No mention of the part played by higher education and the universities either in association with School Direct, Teach First, or SCITTs, or in their own right as providers. Now, either it was a slip of the tongue or it was a deliberate snub to higher education and a message to the education world that the Conservatives will continue the drive to eradicate universities from the public face of teacher preparation.
Personally, I cannot see how the State can currently train sufficient primary school teachers without the involvement of higher education. The Sutton Trust research issued last week showed how important subject knowledge is for teachers, especially in secondary schools. I remain to be convinced that schools alone have the capacity to add value to trainee teachers in the subject knowledge domain however good they are at other aspects of preparing those that want to be teachers.

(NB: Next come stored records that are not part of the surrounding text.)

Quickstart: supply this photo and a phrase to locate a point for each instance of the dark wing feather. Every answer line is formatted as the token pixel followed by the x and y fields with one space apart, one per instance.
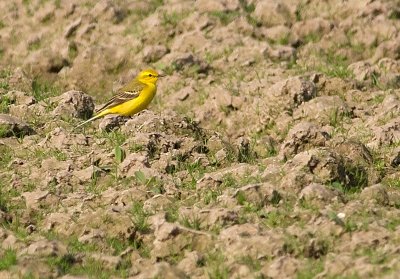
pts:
pixel 126 93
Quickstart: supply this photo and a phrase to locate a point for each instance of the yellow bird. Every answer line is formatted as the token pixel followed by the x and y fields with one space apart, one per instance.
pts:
pixel 132 98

The Secretary of State’s words certainly won’t inspire any Vice Chancellor evaluating their 2015/16 allocation of ITT places to see whether or not to remain in teacher preparation and subsidise any short-term losses, especially if it seems clear the government doesn’t want universities involved. Hopefully, I am wrong and the Secretary of State will send a message to the university educators meeting in Birmingham later this week to say how much she values their contributions to teacher preparation and development: but then England might win a world cup in football.
Last week Universities UK published a report in their Funding Environment for Universities 2014 series of pamphlets called ‘The Impact of ITT Reforms on English Higher Education Institutions’ in which they concluded that:
‘It is therefore vital that universities are given a more stable operating environment, and that their key role in the training and delivery of high-quality teachers is recognised and clearly defined in the government’s future ITT strategy.’

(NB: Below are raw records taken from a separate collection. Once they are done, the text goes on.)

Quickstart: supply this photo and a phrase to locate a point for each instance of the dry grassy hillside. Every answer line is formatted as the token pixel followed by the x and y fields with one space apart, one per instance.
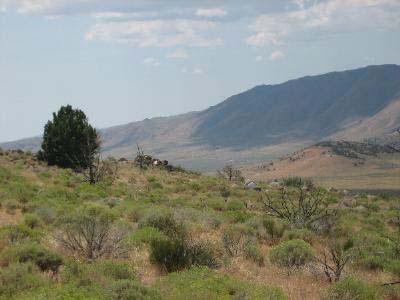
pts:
pixel 367 172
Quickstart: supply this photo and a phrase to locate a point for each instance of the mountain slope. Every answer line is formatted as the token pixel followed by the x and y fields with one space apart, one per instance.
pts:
pixel 266 121
pixel 345 165
pixel 310 107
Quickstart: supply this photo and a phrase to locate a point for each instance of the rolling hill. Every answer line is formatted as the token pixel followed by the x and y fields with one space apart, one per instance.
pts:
pixel 341 164
pixel 266 121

It seems as if the DfE and the Secretary of State don’t agree with UUK’s view.
So what is the future for higher education and ITT? Will universities start to lose staff that see the writing on the wall and look elsewhere for career opportunities? Will high quality replacement be encouraged to join a sector so out of favour with government and its advisers? High quality staffing is the key to good teacher preparation programmes along with an understanding of research and practice. Once again England is going off on a new policy direction in trusting schools to provide the training of new teachers without even a nod to higher education. This is a high risk strategy. However, just as I had finished writing this blog the DfE published a list of universities involved in early years ITT: welcome but somewhat mixed messages.